Cyclists generally feel safer on quieter roads. A survey of Londoners found that cyclists consider quiet roads to be safer than busy roads. Four-fifths consider quiet roads to be safe, compared with 49 per cent (regular cyclists) or 28 per cent (occasional cyclists) for busy roads. A recent study of current cyclists in London found that cyclists were willing to increase their journey time to travel on better, safer routes. Current London cyclists are prepared to travel further to cycle in cycle lanes, bus lanes, on residential roads and would travel three times further to cycle on off-road routes. Around half of all cyclists would change their route to travel through parks and green spaces, or to travel on a dedicated on-road cycle lane. And around 40 per cent said they would change their route in order to use a Cycle Superhighway.The key fact is that only 28% of occasional cyclists in London think busy roads are safe, compared to a majority who think quiet roads are safe. That may sound obvious to some, but to me it shows illustrates two important points:
- Most people don't think cycling itself is unsafe, just cycling in heavy traffic.

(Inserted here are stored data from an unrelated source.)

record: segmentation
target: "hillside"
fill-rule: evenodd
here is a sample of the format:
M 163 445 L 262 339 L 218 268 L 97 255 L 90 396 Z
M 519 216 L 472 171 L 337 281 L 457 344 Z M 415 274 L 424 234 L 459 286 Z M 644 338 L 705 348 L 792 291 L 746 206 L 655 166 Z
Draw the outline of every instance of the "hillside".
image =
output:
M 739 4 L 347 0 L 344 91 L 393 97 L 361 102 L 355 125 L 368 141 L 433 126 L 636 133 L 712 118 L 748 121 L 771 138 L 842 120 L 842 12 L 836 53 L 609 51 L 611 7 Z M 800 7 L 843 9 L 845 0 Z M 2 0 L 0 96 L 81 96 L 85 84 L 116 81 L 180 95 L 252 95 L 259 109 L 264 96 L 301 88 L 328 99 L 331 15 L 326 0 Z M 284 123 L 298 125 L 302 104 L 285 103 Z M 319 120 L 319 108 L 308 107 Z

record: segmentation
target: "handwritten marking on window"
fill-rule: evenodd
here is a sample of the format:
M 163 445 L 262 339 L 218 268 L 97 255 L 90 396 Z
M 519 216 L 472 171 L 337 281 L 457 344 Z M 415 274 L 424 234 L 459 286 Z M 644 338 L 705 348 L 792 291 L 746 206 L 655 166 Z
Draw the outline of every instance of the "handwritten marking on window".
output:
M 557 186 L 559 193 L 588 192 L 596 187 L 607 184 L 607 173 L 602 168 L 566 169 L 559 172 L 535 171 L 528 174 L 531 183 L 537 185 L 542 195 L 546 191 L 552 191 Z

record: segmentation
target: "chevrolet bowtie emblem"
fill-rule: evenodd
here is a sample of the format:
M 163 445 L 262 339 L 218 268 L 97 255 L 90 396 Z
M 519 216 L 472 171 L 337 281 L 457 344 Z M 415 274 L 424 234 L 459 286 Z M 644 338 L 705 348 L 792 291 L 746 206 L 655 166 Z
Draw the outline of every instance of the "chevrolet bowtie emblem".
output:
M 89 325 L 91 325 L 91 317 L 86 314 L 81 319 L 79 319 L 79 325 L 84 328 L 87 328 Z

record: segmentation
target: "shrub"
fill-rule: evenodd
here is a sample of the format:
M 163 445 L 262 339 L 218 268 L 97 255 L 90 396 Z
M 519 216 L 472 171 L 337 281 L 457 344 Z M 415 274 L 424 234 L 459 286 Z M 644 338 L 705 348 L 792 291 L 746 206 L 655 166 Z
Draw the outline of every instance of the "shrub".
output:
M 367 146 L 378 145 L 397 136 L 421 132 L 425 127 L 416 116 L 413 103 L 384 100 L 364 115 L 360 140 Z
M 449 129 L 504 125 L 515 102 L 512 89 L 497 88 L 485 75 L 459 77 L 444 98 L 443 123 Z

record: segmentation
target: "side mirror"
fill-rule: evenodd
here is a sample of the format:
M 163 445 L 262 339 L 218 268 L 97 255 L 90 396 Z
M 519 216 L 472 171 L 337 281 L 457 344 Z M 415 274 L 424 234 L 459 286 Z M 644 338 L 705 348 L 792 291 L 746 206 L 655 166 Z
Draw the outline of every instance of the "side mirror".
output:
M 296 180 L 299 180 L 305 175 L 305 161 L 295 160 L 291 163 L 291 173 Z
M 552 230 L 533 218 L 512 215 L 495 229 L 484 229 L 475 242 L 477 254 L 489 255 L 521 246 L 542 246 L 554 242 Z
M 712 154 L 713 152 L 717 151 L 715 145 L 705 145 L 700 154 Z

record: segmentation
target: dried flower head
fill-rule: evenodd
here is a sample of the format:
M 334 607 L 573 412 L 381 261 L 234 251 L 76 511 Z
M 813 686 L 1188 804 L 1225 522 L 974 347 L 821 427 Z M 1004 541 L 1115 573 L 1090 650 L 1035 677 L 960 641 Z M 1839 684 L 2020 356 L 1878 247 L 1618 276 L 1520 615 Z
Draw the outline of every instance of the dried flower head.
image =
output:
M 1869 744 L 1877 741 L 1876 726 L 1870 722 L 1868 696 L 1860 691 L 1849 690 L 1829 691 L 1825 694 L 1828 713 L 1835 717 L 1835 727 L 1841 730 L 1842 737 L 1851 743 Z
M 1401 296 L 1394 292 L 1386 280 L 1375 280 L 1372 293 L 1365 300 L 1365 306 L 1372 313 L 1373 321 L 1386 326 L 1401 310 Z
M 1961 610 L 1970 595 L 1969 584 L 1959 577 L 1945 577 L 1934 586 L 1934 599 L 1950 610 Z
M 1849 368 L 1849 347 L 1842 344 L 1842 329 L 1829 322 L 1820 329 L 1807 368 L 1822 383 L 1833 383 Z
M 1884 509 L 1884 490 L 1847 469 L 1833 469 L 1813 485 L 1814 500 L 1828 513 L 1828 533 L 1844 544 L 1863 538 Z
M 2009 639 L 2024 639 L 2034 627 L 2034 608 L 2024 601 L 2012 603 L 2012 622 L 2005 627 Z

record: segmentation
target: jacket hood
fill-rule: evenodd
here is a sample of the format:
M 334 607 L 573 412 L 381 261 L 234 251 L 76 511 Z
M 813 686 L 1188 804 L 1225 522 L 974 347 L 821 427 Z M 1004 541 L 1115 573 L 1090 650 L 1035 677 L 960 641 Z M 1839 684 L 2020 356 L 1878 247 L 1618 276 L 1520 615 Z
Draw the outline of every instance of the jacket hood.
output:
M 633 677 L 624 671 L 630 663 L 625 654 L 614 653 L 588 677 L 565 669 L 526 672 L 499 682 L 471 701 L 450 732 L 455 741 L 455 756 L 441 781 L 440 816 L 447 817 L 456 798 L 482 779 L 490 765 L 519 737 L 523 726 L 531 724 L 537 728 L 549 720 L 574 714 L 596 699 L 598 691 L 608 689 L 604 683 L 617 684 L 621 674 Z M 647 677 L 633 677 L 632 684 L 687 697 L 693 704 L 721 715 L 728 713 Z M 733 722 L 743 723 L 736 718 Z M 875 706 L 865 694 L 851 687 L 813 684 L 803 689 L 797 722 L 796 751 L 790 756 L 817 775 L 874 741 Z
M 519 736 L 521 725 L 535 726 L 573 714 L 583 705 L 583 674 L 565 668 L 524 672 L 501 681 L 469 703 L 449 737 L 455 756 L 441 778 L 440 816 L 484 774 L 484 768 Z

- Busy roads are more likely to have cycling 'infrastructure' such as advisory cycle lanes, but they don't seem to have much impact on safety perceptions. This suggests we need better infrastructure, a la the Netherlands.
The research about how far out of their way people are willing to go for a safe cycle route is also important. Choosing a slower but safer route is a form of 'avertive' behaviour, just like people moving away from a polluted road. It lowers the observed costs in the form of road accidents (or respiratory disease from the polluted road) but it increases the hidden costs borne by people in the form of higher expenditure of time or money to avoid the problem. Avertive behaviour prompted by unsafe cycling conditions ranges from finding a slower but safer route to spending loads of money on luminous clothing to not cycling at all. These costs are very large but to my knowledge are not well accounted for in current transport assessment methods.